Sunday, December 10, 2006
The contemporary art museum in Toulouse is in an old slaughter house that has been fabulously renovated. I love that they had windows looking out onto their grounds. They were in the process of installing a new exhibition so only the upstairs galleries were open. A large group of little boys and girls were coming in right behind us, uh oh, we headed quickly to the bathrooms to make sure we got their before them...race those kids for a stall. As I was coming out of the stall, 2 little girls were pushing to get in. "Arretez" I said, bending towards them, "je depart, vous entrez, comprennez?" or something to that effect. "Oui, madame" they said. Otherwise, I'd have been in a stall with two little French girls. The exhibit was very interesting. Pieces from Africa, the south Pacific, and asian countries along with pieces of work from the permanent collection. Really visually stunning. There was only one piece of written information about the gallery owner who donated his collection of artifacts, that was it, nothing to tell us where the pieces came from or what they may have been used for. I would have liked some information about that. There was a small group of people with visual impairments touching and holding pieces with the help of museum staff. That was really nice to see. We left the museum very satisfied with having walked all that way. On the way back across the river, we stopped at a bakery and bought a variety of pastries to bring back to Bezier. When we got to the train station, we stood, with many others, craning our necks up at the board, to see which trains were being cancelled...not ours, so we got back to Beziers without any problem, at 8:20p.m. More than a day would have been nice, another time hopefully. Oh, the Canal du Midi runs right in front of the train station. That was cool to see.

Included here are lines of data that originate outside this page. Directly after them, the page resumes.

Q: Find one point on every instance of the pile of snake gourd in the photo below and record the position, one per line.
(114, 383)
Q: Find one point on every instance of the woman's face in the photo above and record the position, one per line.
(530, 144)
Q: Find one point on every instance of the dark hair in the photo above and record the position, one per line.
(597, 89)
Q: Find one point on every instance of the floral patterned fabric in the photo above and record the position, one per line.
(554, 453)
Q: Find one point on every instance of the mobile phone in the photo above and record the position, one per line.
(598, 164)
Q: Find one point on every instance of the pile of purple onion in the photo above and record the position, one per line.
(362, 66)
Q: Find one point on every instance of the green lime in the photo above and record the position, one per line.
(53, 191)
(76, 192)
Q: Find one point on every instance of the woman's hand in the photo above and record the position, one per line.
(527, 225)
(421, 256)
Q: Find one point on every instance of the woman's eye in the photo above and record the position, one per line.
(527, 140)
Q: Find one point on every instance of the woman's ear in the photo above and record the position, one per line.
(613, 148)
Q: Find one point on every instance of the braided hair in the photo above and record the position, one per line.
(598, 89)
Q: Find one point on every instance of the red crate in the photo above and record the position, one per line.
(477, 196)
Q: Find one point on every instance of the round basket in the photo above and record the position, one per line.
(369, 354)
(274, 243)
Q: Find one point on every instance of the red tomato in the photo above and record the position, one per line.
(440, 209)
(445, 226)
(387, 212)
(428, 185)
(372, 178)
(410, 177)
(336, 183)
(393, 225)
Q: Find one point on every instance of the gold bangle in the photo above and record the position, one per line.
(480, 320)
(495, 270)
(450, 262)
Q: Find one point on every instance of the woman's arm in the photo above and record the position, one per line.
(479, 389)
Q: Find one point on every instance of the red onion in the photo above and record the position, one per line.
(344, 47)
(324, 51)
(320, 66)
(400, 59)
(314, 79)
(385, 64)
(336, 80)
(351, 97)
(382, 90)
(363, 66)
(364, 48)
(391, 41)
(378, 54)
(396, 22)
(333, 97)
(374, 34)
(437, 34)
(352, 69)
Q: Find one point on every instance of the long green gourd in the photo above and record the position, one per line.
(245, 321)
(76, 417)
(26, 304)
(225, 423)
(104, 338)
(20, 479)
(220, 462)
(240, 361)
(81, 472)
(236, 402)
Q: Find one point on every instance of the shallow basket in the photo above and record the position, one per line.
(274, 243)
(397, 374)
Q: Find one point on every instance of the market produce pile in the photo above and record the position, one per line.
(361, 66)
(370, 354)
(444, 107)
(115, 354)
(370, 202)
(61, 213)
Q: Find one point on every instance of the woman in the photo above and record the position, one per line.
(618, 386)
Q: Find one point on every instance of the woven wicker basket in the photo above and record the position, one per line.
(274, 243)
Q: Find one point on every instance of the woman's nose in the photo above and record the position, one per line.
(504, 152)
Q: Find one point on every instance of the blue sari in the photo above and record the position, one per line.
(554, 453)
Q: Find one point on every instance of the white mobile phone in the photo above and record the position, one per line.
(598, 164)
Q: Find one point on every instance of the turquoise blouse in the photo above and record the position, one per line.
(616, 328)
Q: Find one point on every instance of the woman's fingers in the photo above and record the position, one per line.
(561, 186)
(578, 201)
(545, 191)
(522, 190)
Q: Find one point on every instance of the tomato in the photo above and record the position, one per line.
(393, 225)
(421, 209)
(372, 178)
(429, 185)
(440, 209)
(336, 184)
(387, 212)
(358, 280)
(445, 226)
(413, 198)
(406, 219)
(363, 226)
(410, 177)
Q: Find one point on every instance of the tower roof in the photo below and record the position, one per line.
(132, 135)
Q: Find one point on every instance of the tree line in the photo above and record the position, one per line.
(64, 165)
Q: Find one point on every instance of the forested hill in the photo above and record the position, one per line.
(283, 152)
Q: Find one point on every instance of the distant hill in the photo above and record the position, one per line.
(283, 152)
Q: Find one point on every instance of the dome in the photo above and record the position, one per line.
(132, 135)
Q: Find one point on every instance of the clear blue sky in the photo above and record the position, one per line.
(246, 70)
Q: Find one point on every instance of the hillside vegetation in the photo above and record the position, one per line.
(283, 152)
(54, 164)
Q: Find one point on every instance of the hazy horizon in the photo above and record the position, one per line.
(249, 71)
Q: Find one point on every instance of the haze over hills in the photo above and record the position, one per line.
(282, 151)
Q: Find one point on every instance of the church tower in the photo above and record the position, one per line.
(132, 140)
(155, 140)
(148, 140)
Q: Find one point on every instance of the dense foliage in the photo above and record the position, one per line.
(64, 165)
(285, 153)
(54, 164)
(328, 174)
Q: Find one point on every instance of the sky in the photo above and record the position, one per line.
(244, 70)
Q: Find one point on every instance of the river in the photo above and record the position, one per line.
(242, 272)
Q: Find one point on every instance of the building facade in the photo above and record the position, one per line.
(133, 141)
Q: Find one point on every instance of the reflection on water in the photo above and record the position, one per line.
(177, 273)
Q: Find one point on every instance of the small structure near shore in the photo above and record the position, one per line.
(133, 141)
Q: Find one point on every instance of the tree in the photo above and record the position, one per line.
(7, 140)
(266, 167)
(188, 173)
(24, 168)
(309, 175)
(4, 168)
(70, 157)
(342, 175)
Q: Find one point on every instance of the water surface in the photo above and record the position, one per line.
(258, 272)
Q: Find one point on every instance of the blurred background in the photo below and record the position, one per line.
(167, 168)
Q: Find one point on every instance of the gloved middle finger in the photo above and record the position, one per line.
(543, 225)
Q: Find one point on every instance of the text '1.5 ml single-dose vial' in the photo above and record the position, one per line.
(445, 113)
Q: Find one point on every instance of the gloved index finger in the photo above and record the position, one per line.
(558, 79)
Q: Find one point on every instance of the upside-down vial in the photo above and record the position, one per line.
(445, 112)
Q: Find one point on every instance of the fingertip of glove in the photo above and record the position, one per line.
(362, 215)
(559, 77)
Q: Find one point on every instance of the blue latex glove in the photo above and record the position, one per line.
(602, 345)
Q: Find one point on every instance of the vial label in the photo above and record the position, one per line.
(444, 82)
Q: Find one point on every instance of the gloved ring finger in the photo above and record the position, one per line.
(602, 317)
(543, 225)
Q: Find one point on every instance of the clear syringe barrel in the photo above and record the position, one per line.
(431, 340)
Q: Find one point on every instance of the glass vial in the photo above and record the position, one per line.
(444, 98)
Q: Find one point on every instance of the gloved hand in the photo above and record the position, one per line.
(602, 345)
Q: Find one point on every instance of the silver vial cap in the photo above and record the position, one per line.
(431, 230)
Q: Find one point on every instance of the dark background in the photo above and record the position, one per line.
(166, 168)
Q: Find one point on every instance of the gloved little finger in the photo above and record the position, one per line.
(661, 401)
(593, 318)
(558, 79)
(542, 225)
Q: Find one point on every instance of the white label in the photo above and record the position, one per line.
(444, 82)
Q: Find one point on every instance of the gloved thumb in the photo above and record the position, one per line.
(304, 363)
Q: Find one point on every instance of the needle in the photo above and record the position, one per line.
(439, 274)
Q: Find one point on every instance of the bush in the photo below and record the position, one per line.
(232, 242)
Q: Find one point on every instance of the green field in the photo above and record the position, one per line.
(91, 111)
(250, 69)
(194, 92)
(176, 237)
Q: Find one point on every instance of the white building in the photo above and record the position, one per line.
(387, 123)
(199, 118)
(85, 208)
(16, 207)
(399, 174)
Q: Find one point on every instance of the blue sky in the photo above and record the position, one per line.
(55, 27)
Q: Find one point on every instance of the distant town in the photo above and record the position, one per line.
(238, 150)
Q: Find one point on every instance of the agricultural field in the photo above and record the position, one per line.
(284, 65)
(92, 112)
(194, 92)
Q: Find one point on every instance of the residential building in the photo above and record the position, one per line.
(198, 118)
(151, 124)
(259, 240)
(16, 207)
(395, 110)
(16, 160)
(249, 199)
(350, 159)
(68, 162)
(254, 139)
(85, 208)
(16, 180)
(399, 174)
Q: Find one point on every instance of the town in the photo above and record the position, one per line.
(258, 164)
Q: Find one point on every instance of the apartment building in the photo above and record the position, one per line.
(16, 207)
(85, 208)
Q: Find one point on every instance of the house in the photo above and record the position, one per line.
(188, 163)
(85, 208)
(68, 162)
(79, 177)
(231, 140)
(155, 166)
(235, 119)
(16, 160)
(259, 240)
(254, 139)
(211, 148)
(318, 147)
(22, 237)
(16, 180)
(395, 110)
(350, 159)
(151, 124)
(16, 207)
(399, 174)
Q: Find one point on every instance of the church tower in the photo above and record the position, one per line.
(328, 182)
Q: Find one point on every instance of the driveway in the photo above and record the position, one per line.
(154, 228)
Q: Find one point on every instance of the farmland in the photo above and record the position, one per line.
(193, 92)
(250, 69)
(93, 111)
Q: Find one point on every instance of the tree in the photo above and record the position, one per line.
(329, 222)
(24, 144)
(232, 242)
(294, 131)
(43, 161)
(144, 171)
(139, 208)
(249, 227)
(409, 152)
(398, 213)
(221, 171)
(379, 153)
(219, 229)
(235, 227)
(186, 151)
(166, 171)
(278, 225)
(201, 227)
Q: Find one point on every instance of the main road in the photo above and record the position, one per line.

Our day trip for Toulouse was planned ahead of time, but we started out with some tripdation that morning as a "social action" (meaning a strike) had been declared by the railroad workers. It was to begin at 8p.m. that night and end at 8a.m.two days later. We would be on the train returning to Beziers at 8p.m. so would the train go or not. We wouldn't know until later in the day. We arrived at the train station, big and busy, and bought a map of the city. We saw lots of buses out front so we went out and asked the driver if they went to the old city. He was very nice, telling us where to get off so we could start our visit to the old section. A great tourist information office was right there and we found out where the contemporary museum was located. We walked through the city hall, beautiful brick building with ornate courtyards, and out into a plaza where a market was in full action. Food, books, new and old stuff stalls. We walked through the pedestrian only old town, enjoying being somewhere totally new and unknown. We found a little corner restaurant, local people eating there, and had lunch. Then we began our long trek to the museum across the river.